Of course, in Delhi everybody is in danger of all of the above. As of last year itself, the noise levels recorded in Anand Vihar, Civil Lines as well as Punjabi Bagh were all well beyond the standards set for these areas, taking into consideration that the standards were determined keeping in mind that they are commercial and residential areas respectively.
Aman Agarwal from Faridabad talks about how loud it gets during Navratri in his neighbourhood. “They block the roads, construct stages and play bhajans all through the night, till at least 3 am, when they reduce the volume a little.” Aman says that the volume was reduced at 3 am after many complaints and much negotiation – “In India, it’s not okay to tell someone to rethink how to celebrate their faith. It’s quite dangerous. So we didn’t persist for too long with the complaints.” Considering that the number of people enjoying the celebrations is always larger than those complaining, one does run a risk when trying to negotiate such things.
Dr Mohan P George from DPCC (Delhi Pollution Control Committee) says that there isn’t any particular time in the year or festival when noise levels are at their highest.

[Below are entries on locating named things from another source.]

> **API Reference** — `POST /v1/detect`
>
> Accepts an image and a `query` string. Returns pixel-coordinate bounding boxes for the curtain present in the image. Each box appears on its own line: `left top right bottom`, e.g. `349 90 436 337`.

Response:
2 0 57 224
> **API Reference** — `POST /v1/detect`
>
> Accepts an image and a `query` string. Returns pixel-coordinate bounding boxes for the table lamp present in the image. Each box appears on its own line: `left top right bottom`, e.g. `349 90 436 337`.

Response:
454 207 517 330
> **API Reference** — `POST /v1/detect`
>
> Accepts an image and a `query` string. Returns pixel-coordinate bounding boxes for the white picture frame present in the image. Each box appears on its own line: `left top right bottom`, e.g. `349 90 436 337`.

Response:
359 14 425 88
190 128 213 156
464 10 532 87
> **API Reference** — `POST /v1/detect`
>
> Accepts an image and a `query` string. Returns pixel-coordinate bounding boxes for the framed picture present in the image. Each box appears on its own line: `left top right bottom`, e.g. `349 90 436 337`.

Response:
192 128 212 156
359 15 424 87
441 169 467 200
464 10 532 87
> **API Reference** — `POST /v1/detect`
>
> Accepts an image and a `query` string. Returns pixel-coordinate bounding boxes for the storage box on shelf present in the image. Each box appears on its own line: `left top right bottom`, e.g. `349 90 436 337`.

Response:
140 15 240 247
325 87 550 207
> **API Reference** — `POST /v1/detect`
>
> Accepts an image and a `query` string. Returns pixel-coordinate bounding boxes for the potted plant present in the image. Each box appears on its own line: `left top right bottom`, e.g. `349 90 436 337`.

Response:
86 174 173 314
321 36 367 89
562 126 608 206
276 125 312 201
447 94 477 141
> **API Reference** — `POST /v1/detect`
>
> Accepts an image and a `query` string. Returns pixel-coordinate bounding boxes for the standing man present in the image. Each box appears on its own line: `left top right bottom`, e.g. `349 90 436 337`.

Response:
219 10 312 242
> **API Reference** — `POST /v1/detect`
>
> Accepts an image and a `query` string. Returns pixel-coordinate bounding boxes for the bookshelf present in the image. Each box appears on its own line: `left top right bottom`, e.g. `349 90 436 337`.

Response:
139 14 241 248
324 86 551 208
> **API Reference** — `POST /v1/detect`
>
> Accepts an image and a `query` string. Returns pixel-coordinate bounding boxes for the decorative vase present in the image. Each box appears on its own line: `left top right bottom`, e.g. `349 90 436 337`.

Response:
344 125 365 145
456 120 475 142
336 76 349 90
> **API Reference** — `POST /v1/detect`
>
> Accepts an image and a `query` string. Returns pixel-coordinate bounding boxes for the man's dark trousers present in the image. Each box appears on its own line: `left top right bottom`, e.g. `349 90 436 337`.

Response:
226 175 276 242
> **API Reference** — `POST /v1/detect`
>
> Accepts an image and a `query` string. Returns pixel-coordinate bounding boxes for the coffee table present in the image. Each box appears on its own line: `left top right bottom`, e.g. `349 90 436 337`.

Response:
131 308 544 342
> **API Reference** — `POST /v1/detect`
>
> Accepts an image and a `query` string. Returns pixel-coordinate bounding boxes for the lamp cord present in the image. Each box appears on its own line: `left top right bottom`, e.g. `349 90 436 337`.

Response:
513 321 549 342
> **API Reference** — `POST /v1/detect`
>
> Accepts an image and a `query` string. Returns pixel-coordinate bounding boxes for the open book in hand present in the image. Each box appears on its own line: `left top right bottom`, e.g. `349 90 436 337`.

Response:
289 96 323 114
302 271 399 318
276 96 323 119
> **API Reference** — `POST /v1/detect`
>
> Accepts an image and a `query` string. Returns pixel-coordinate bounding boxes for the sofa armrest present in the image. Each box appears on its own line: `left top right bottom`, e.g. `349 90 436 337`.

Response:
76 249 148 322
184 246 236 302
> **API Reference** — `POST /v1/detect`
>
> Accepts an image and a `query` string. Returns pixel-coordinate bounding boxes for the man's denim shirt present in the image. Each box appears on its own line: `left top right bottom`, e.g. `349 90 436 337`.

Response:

This strikes as more worrying since it suggests that the noise levels are perpetually above safe hearing standards, for humans and animals. “The main source of noise pollution is still traffic,” he says. As found by a survey conducted by hearing test app Mimi, which surveilled citizens of over 50 cities across the world, including Delhi and Bombay, Delhi has the maximum number of people with hearing loss proportionate to their age.
Another prominent voice that has been heard following this order, is: “Why are the celebrations of Diwali, Christmas and New Year’s being given this unfair privilege?” The argument stands that there are other festivals too where certain communities burst crackers, and if it is being allowed in moderation on certain festivals of the year, then why not make an allowance for all such festivals?
India has always been a country of celebrations and Delhi being the capital has by default become the hub of all such festivities. It’s no wonder that the noise levels and air pollution are as high as they are. The question is whether or not the authorities plan on strict action against those that deviate from the rules, and whether or not further restrictions will come at any kind of cost.